Los LEDs no han conquistado aún todos los terrenos de la iluminación, tienen todavía limitantes en áreas en que los incandescentes mantiene todavía su hegemonía. La iluminación en zonas de altas temperaturas, como las que se alcanzan en el interior de hornos y en áreas de fundición, donde se superan los cientos de grados centígrados. En estas condiciones extremas los viejos incandescentes son los que dominan.

Los LEDs tienen un importante factor en contra: el calor. Las altas temperaturas debilitan las junturas del LED y acortan su vida, de igual manera el fósforo se resquebraja y decrece la calidad de luz y la cromaticidad de la luminaria. Por ello, los LEDs deben contar con disipadores de calor para extender su tiempo de vida y, a mayores temperaturas, deben contar incluso con un sistema de enfriamiento. La temperatura más alta en que los LEDs pueden funcionar es de 40ºC y en el mejor de los casos a un máximo de 65ºC. Sin embargo, lejos están de poder resistir temperaturas de cientos de grados que se alcanzan el interior de los hornos y zonas de fundición.

Al contrario de las luminarias LED que funcionan bajo el principio de la fluorescencia del fósforo, los incandescentes funcionan bajo el principio del calor. La corriente eléctrica calienta el filamento de la lámpara y al subir su temperatura despide luz y calor. De la energía que emplea sólo el 4% es luz, por eso su gran ineficiencia. Además, el golpe térmico entre la temperatura ambiente y la del filamento provoca un contraste térmico que desgasta el filamento hasta fundirlo. Esta es la razón del relativamente corto tiempo de vida de los incandescentes.

Imagen de GE Appliances.

Iluminar en un ambiente de temperaturas extremadamente altas puede ser incluso beneficioso para las bombillas incandescentes.
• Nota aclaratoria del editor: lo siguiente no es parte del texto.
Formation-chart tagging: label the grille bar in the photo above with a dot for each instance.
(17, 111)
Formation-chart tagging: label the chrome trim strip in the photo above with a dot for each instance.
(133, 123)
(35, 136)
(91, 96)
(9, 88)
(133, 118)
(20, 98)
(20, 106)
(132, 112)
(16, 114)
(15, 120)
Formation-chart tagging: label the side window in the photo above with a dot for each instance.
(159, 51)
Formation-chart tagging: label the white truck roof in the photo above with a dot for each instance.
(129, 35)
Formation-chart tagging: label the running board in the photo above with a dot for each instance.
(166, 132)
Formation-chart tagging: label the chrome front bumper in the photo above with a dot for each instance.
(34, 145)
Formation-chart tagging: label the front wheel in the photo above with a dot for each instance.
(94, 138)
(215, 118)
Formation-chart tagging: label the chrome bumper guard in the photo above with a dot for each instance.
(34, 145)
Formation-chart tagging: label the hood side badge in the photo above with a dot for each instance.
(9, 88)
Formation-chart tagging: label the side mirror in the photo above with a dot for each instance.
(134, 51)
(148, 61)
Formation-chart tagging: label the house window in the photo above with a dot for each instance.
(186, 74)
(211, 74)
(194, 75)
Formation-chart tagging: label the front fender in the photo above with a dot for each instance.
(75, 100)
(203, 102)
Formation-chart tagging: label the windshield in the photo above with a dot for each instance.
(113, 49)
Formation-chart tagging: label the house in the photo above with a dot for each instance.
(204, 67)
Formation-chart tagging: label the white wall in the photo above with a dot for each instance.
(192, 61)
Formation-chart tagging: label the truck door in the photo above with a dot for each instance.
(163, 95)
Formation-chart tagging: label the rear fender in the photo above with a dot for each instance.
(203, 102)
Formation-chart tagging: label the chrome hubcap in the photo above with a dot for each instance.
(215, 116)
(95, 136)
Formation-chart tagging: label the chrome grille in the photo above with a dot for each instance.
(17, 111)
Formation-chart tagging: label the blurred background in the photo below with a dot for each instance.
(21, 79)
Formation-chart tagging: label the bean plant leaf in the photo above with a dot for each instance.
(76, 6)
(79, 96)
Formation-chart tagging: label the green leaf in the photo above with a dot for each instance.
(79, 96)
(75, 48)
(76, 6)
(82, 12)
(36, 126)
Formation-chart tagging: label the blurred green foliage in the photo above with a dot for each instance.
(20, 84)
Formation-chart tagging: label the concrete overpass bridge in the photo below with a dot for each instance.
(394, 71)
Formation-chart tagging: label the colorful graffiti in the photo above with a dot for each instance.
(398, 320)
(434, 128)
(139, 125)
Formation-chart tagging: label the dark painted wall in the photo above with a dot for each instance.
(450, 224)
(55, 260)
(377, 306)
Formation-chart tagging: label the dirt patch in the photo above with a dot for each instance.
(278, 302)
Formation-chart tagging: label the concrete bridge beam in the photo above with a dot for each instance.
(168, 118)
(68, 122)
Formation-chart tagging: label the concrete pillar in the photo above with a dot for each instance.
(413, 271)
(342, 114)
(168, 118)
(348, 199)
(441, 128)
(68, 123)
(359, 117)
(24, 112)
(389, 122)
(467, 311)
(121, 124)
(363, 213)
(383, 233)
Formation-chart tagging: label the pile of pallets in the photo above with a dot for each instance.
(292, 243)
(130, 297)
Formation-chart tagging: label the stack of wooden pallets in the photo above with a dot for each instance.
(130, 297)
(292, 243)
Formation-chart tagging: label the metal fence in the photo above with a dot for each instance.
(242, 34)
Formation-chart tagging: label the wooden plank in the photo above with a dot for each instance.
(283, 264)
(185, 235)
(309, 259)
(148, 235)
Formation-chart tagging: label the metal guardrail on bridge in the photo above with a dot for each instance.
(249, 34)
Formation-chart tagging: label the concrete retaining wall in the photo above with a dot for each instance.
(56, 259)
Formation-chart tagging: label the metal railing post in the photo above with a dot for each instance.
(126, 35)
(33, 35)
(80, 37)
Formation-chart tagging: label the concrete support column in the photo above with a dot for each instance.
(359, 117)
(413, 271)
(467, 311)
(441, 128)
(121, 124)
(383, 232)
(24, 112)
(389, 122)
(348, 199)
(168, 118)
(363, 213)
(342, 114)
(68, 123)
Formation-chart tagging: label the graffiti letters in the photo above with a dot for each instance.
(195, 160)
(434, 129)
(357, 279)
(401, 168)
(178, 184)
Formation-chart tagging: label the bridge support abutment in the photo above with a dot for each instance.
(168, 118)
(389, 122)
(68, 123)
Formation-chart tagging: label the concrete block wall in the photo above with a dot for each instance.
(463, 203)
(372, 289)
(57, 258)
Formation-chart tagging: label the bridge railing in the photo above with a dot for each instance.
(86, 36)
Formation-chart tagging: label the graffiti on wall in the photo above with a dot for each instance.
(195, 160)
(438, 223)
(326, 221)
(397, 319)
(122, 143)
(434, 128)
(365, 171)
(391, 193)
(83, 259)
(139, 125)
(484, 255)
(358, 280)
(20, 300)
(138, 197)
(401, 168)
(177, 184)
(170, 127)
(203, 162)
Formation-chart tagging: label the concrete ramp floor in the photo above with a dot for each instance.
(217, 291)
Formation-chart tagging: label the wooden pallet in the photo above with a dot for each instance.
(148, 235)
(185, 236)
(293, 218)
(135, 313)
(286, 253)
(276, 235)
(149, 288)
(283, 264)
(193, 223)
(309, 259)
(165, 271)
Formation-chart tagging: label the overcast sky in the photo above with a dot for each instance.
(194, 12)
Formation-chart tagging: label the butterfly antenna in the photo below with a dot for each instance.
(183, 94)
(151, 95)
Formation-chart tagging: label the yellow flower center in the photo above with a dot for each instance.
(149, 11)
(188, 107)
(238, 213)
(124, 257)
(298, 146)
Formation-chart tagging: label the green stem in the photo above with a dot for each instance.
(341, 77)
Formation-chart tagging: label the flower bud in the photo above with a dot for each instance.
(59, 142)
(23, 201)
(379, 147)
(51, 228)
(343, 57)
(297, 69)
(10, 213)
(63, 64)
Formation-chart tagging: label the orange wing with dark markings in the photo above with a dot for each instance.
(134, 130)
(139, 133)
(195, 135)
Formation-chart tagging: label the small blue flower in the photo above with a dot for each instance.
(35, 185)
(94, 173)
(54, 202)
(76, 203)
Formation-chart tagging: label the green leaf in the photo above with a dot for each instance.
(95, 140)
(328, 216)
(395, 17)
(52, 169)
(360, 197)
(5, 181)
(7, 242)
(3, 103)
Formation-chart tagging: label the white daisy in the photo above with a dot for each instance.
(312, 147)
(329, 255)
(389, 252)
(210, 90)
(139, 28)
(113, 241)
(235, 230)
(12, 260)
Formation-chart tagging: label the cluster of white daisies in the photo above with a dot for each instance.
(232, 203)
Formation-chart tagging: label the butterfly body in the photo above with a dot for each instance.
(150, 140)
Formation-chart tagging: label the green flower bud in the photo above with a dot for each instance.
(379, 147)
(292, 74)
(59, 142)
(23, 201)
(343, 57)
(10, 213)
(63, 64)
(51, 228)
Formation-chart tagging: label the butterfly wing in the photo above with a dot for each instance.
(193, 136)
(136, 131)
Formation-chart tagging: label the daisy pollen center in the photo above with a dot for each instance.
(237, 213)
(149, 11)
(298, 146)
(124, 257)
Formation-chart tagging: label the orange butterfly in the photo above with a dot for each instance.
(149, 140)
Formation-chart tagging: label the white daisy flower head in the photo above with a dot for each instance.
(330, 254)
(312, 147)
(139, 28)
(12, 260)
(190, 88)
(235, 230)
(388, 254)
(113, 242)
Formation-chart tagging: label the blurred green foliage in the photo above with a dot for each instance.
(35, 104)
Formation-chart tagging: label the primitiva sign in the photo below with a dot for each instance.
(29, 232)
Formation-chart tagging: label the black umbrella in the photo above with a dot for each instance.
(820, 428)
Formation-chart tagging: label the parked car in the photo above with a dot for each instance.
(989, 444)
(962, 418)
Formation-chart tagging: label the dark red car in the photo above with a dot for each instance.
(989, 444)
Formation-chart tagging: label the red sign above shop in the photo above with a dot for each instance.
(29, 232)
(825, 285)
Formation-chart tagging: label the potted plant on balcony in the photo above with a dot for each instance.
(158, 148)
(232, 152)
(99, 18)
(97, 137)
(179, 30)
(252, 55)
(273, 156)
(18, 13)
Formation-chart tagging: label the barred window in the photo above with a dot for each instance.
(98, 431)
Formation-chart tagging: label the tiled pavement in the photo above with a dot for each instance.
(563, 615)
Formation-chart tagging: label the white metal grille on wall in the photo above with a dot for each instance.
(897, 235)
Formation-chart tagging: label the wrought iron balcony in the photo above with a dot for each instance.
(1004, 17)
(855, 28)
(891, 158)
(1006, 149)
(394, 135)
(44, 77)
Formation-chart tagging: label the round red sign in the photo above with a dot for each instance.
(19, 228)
El choque térmico que provoca su desgaste disminuye pues las luminarias tienen que empezar a trabajar en temperaturas altas, es decir, más a la par de la temperatura que debe alcanzar el filamento para iluminar. Asimismo, aumenta la eficiencia del incandescente pues requiere menos energía para calentarse dado que el calor del horno proporciona parte de la energía necesaria que el incandescente requiere en su encendido.

Evidentemente no cualquier lámpara incandescente funcionará en un horno, debe de estar condicionada para que su componentes resistan los cientos de grados centígrados que deben soportar. Algunas de estas luminarias tienen cuerpo de borosilicato que soporta temperaturas de arriba de 800ºC, además las lámparas suelen tener una estructura interna de acero galvanizado, tapas de acero inoxidable, entre otros elementos.

Estas luminarias son necesarias para la supervisión de procesos industriales y esto las convierte también en lámparas de seguridad. En su uso específico y limitado son aún necesarias. Es en esta área de extremas temperaturas el LED aún no ha llegado y quizá nunca lo haga. Los infiernos son todavía dominio de los incandescentes.